RAG Patterns

RAG is not one architecture — it’s a family. These patterns are the recurring shapes, ordered simple to complex. Match the pattern to the problem and resist climbing higher than you need.

Pattern 1 — Simple Q&A RAG

The baseline. One knowledge source, one retrieval step, one generation step.

Use when: a single, reasonably uniform knowledge base; questions answerable from one retrieval. Strengths: simple, fast, cheap, debuggable. Start here for almost everything — and add complexity only when evaluation proves you need it.

Pattern 2 — Query routing

Different question types need different handling. A router classifies the query first and dispatches it.

Use when: queries are heterogeneous, or some shouldn’t trigger retrieval at all. Watch: the router is a failure point — misroute and the answer is doomed; evaluate it on its own.

Pattern 3 — Multi-source retrieval

One question genuinely needs several sources at once. Retrieve from each in parallel, merge, rerank, then generate.

Use when: complete answers span multiple repositories. Watch: merging needs a reranker so the best chunks survive regardless of source; cost and latency rise with each source.

Pattern 4 — Query transformation RAG

The raw question is a poor search query, so transform it before retrieving — rewrite, expand to multiple queries, or decompose. See Chunking & Retrieval.

Use when: conversational follow-ups (“what about the other one?”), vague questions, or multi-part questions. Watch: an extra LLM call before retrieval — latency for recall.

Pattern 5 — Agentic RAG

Retrieval becomes a tool an agent decides to use. The agent chooses whether to retrieve, from where, judges if results suffice, and can search again.

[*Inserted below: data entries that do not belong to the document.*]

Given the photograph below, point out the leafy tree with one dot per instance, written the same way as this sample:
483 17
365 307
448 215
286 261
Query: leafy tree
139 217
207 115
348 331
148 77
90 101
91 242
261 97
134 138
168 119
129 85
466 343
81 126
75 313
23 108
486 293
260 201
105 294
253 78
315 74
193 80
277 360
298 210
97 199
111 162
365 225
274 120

Use when: unpredictable queries, multi-hop questions, results that need iterative refinement. Watch: multiple LLM calls — the most expensive and slowest pattern, and the hardest to make predictable. Adopt last.

Cross-cutting components

Most production RAG, whatever the pattern, also includes:

Hybrid search (vector + keyword) — so exact terms aren’t lost.
Reranking — retrieve broad, rerank, keep the best few.
Metadata filtering — permissions, recency, tenant isolation.
Caching — for repeated or similar queries.
Citations — every claim traceable to a source.

Choosing a pattern

Situation	Pattern
One knowledge base, direct questions	Simple Q&A RAG
Distinct query types / some need no retrieval	Query routing
Answers span multiple sources	Multi-source retrieval
Vague, conversational, or multi-part queries	Query transformation
Unpredictable or multi-hop, need iteration	Agentic RAG

Key takeaways

RAG is a family of patterns of rising complexity: simple Q&A, query routing, multi-source, query transformation, and agentic RAG. Almost every system should begin with simple Q&A. Most production RAG layers in hybrid search, reranking, metadata filtering, caching, and citations regardless of pattern. Choose by the problem’s actual shape, and move to a more complex pattern only when evaluation proves the simpler one is failing.